Bettors who defer engagement with prediction markets until full regulatory clarity pay a measurable vig premium in the interim. The structural advantages of the exchange model do not depend on regulatory permanence. They derive from the peer-to-peer contract design and the CFTC's explicit classification of these instruments as regulated futures contracts.
Which Bets Go Where
The right approach is not a binary choice between prediction markets and sportsbooks. Each venue has structural advantages for specific bet types.
Use Kalshi for:
- Major-league game sides (NFL, NBA, MLB, NHL primetime) where order book depth is sufficient
- Positions under $25,000 per event, where the federal payout cap does not constrain most bettors
- Markets in states without legal sportsbooks
- Any bet where you have been limited at major books and need access to full size
When placing on Kalshi, post limit orders, not market orders. The maker-taker difference is 22 percentage points in average loss. Letting other users come to your price is not optional if you want to capture the vig advantage.

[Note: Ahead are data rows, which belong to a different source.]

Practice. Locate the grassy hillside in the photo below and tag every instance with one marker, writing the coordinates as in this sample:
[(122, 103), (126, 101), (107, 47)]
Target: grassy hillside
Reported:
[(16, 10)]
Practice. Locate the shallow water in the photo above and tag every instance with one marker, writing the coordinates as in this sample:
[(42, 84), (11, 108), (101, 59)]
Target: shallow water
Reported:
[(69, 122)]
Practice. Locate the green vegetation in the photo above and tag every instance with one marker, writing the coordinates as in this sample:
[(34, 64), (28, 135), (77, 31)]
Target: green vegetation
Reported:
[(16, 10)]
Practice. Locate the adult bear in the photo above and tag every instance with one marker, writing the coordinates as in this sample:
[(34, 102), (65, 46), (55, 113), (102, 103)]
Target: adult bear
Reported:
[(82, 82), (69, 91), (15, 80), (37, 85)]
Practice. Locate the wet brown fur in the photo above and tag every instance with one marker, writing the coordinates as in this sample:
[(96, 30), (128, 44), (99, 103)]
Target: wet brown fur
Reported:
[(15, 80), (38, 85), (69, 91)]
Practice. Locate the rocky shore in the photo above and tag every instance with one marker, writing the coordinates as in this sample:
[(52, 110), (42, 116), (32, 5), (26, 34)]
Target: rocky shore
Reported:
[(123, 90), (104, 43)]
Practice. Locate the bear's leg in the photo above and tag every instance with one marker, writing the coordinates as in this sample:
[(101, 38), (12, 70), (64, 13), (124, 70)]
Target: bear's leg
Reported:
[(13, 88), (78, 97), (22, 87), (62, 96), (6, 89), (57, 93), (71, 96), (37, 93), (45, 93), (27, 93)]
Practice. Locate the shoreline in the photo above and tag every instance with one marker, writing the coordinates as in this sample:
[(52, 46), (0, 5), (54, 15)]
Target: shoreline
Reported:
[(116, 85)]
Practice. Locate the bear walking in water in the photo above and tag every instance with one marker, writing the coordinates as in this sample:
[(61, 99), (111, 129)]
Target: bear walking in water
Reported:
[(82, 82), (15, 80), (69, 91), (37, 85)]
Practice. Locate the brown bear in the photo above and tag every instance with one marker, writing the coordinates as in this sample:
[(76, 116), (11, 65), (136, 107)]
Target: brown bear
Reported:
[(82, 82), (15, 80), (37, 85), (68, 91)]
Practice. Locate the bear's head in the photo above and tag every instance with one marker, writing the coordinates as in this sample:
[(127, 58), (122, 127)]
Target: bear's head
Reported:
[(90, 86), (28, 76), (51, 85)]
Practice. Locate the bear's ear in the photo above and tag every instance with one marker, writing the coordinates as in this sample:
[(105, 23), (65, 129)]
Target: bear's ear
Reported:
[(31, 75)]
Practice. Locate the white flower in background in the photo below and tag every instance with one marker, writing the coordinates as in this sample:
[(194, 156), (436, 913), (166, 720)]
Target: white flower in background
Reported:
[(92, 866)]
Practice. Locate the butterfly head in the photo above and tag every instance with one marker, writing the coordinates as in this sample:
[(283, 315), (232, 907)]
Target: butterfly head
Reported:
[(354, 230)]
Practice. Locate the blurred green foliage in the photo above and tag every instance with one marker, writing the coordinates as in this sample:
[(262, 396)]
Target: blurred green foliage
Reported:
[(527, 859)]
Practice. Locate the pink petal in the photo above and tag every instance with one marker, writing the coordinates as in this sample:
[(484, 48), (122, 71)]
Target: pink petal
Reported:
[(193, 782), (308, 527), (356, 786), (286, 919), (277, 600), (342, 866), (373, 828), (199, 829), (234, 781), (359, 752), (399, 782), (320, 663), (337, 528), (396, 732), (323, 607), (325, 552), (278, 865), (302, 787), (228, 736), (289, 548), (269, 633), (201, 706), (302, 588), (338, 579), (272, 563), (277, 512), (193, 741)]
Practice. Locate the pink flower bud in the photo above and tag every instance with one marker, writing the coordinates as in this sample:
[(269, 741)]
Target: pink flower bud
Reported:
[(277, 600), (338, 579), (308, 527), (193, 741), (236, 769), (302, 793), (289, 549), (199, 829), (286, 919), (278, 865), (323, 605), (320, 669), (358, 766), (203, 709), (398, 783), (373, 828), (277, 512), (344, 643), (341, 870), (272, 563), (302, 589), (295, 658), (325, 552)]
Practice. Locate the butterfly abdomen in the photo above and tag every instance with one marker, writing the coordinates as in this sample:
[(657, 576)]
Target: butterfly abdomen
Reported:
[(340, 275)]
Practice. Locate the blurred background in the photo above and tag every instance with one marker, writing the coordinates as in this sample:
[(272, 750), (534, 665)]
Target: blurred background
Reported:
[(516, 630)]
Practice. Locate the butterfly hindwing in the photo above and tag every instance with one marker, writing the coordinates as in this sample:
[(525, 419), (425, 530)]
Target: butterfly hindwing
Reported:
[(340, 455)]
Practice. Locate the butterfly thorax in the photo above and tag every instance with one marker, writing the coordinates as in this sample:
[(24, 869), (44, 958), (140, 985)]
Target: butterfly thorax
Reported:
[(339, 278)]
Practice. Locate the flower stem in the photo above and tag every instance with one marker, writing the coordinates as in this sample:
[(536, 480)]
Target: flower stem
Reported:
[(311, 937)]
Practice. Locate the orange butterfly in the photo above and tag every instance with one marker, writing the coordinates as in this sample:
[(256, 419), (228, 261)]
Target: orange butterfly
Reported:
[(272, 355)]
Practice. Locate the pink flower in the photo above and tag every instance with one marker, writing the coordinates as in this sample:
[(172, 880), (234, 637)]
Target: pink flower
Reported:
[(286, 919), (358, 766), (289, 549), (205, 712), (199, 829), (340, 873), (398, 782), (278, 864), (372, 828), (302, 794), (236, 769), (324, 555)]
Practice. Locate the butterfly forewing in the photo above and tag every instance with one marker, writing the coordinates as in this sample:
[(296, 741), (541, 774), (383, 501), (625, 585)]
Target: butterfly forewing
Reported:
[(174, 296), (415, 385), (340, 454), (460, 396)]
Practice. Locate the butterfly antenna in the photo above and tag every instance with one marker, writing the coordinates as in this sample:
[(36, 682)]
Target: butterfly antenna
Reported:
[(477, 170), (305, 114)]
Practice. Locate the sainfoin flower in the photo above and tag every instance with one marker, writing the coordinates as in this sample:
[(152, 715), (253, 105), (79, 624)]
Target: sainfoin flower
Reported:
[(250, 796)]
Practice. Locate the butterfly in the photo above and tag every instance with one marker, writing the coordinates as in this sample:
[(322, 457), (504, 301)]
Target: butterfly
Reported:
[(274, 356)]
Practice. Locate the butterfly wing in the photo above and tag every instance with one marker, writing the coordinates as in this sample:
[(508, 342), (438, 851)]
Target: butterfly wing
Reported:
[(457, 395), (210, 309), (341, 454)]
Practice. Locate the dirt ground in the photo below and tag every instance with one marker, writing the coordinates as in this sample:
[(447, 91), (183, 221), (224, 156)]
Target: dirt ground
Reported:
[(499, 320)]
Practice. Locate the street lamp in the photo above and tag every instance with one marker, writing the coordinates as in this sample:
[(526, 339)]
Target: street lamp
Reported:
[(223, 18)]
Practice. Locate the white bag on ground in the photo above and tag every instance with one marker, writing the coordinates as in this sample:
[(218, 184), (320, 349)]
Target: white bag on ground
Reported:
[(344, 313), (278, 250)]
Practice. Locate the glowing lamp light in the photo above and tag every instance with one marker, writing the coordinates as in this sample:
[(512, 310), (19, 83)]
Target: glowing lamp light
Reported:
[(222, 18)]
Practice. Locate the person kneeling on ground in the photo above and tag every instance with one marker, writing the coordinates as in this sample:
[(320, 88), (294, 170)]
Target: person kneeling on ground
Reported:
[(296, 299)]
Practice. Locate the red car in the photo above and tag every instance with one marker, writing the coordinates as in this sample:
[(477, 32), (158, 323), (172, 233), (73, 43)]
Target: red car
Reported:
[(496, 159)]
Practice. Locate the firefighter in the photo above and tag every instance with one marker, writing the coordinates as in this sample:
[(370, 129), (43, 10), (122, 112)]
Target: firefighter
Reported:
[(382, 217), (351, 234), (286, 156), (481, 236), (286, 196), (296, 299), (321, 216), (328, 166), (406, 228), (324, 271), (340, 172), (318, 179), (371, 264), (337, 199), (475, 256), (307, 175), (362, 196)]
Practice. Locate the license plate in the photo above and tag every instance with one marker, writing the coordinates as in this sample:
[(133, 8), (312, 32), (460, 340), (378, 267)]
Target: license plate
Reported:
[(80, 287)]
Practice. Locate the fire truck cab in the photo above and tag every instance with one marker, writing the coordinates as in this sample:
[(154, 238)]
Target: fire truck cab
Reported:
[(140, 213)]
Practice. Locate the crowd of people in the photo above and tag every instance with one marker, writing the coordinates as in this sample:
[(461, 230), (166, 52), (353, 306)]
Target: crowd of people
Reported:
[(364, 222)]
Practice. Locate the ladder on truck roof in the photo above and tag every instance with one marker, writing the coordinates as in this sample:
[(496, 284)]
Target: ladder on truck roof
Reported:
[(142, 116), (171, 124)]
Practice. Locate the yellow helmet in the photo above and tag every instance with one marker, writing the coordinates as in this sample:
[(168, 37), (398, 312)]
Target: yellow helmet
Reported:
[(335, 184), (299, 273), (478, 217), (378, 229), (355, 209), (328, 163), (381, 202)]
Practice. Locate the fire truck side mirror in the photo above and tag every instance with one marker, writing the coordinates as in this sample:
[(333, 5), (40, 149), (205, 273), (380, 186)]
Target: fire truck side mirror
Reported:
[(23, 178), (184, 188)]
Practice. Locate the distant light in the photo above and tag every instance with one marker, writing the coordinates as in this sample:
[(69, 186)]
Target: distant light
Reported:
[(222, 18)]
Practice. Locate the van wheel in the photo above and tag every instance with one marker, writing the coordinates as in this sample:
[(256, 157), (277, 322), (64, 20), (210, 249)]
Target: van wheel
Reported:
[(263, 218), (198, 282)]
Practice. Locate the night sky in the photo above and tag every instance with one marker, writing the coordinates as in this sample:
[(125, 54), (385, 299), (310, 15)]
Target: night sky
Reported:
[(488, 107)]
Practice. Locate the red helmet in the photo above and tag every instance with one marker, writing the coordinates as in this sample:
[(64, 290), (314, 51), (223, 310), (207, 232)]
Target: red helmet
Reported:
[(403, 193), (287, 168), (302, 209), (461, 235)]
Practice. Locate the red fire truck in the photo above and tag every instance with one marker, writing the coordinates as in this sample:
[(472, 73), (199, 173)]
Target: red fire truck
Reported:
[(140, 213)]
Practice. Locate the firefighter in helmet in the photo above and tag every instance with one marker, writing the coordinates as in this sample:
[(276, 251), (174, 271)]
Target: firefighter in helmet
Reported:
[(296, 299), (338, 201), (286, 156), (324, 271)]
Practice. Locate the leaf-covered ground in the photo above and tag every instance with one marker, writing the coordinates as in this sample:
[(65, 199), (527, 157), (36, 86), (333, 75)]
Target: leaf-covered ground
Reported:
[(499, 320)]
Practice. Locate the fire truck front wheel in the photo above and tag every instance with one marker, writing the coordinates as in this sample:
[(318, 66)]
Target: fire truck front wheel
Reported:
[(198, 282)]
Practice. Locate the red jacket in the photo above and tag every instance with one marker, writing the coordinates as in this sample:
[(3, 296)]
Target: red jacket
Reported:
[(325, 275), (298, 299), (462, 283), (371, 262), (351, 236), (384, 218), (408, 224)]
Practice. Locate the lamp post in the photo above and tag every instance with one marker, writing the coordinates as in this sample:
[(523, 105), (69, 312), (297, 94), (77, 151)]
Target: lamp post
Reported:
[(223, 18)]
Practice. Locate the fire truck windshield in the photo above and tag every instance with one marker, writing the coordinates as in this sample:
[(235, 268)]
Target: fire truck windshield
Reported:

Use a sharp sportsbook for:
- Player props, same-game parlays, and futures, which Kalshi does not offer in equivalent depth
- Lower-tier college games and niche markets where Kalshi liquidity is thin
- Positions above $25,000 per event where you need size beyond Kalshi's cap
Over a 52-week year at $10,000 monthly betting volume, shifting $6,000 of that monthly action from a standard sportsbook to Kalshi on liquid major-league sides saves roughly $2,300 in annual vig at the measured 3.91 percentage-point differential. No increase in predictive accuracy required. Routing the right bet type to the right platform is the entire mechanism.
The maker-taker split adds a second layer: on Kalshi, your execution method shapes your effective cost as much as the vig rate does. Post limit orders on favorites, let the takers come to you, and the structural advantage of the exchange compounds over volume.